基本的には、20世紀初頭の分類学者デイビッド・スター・ジョーダンの評伝。ナードな少年時代から、膨大な魚類を収集分類し、スタンフォード大学初代学長にまで上り詰めた科学者。幾度もの災害で膨大な標本を失いながらも、決して収集を諦めなかった科学者。
著者は個人的な挫折から立ち直るモデルとして、ジョーダンの生涯を追いかけていく。そして明らかになるジョーダン晩年の様々な醜聞。殺人を隠蔽した疑惑。生物を分類することと不可分な優生学思想。彼が生涯を掛けた「分類」は、果たして正しき行為だったのか?
そして、1980年代に明らかになった「魚類という分類に意味が無い」という事実。それはすなわち、分類はたんにひとつの価値観を押し付けるものでしかないということを意味する。ダイバーシティの本当の意味。視点にこだわるのをやめた時に手に入れられる、何か。
これは、評伝であり、科学の本質を描いたサイエンス本であり、挫折から救われる私小説でもある。圧巻。
Posted by ブクログ
めちゃくちゃ面白かった!
とても深く色々と考えさせられました。
新しい知識、考え方に出会えて勉強になった。
人はなにかに名前をつけると、本当の姿を見ようとしなくなる
自分が目にしているものを、自分は何も知らないのだと、一つ一つの物事に好奇心を持って疑いをもって、探究していくこと
Posted by ブクログ
「自分は優れていると思っている人が危険なのではなく、自分は優れていると思いたいという願望の強い人が危険なのだ。ふくらんだ自己イメージを実証することで頭がいっぱいになってる人が、批判を受けると動揺し、発言者に対して怒りをあらわにすると思われる」
「私たちは自分の周りの世界のことを実はほとんどわかっていない。自分の足元にあるような単純なものごともちゃんと理解していると言えない。これまでの私たちは間違っていたし、これからもまた間違う」
「人は何かに名前をつけると、もう本当の姿をちゃんと見ようとしなくなる」
「カテゴリー性特異性意味障害:私たち自身の中にカテゴリー生成メカニズムと言えそうなものが備わっている可能性」
「想像のはしごの頂点に人間が居座る場所を維持し続けるために、人間と別の動物との類似点を軽んじる」
今の私に必要な本だった。
私が思う自分。なりたいと思う自分。
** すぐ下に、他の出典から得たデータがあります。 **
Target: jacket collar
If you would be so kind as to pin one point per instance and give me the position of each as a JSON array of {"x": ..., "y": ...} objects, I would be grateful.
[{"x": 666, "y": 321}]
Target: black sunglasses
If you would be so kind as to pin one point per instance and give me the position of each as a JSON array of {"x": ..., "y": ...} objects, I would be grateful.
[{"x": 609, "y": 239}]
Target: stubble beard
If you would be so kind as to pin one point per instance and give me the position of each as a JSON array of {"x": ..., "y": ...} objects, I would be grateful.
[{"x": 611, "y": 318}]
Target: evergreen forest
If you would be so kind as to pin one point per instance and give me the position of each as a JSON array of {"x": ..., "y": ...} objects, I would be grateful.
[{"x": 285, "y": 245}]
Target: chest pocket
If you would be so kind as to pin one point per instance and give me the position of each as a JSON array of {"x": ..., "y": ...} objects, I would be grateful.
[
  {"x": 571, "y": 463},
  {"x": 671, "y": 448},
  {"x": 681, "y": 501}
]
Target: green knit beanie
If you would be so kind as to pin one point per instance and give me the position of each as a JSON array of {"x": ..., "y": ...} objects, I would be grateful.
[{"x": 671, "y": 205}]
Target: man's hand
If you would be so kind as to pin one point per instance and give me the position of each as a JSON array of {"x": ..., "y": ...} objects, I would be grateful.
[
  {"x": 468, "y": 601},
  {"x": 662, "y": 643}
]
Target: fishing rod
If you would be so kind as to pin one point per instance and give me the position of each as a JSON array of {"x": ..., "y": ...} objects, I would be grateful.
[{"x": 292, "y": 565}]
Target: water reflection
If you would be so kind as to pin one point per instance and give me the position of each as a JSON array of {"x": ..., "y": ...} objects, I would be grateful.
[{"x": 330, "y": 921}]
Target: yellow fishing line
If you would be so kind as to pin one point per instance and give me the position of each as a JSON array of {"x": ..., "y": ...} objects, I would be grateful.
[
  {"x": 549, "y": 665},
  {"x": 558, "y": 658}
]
それは本当に私の意思でそう思っているのか。生きていく中でそれが普通だと、それが優れているのだと分類「させられた」ものではないか。自分を「不適者」としてラベル付けされるかもしれないことに恐怖を感じるのは、そういう思想が自分の中にもあるということだ。優生学的思想で恐れを抱く自分が、いちばんの優生学支持者なのかもしれない。
何にも名前をつけず、フラットな目で生きていきたい。
自分はちっぽけな存在だと理解しながら、それでもなにか優れた存在になりたくて、もがいて間違えて、そうやって生きていくんだと思う。それでも自分が「正しくない」ことも、「間違う」こともあると知っているのは強いことだと思う。
この本もまた、総記なのか、歴史なのか、はたまた文学なのか。ただ読んで、そのままを受け入れればいいはずなのに、かくも人は分類したがる。
Posted by ブクログ
なまじ知識のある人は、読む前から「どんな内容かだいたい想像がつく」と思ってしまう。しかし断言してもいいが、この本は想像を超えてくる。
著者は小さい頃、科学者である父親に教えられた。「世界に意味などない」。でも彼女は意味がほしかった。自分が存在していい意味が。
やがて彼女は一人の科学者に傾倒する。デヴィッド・スター・ジョーダン──魚類の分類で知られ、スタンフォード大学の初代学長でもある。彼の不屈で自信に満ち溢れた生涯にあこがれたのだ。
だが、調べていくうちに衝撃の事実を知る。ジョーダンは優生思想の布教者だった。著者は震え上がる。なぜなら彼女はバイセクシュアルだからだ。優生思想の時代であれば、間違いなく断種手術を強制されていただろう。こんな人間に心酔していたなんて……。結局、ジョーダンの自信は傲慢でしかなかったのだろうか。やはり世界に意味などないのだろうか。
ところが、著者に大切な存在ができたとき、すべてが変わる。その「自分にとって大切」という意味は──たとえ宇宙の中ではどれほどちっぽけな意味だろうと──何ものにも奪うことはできない。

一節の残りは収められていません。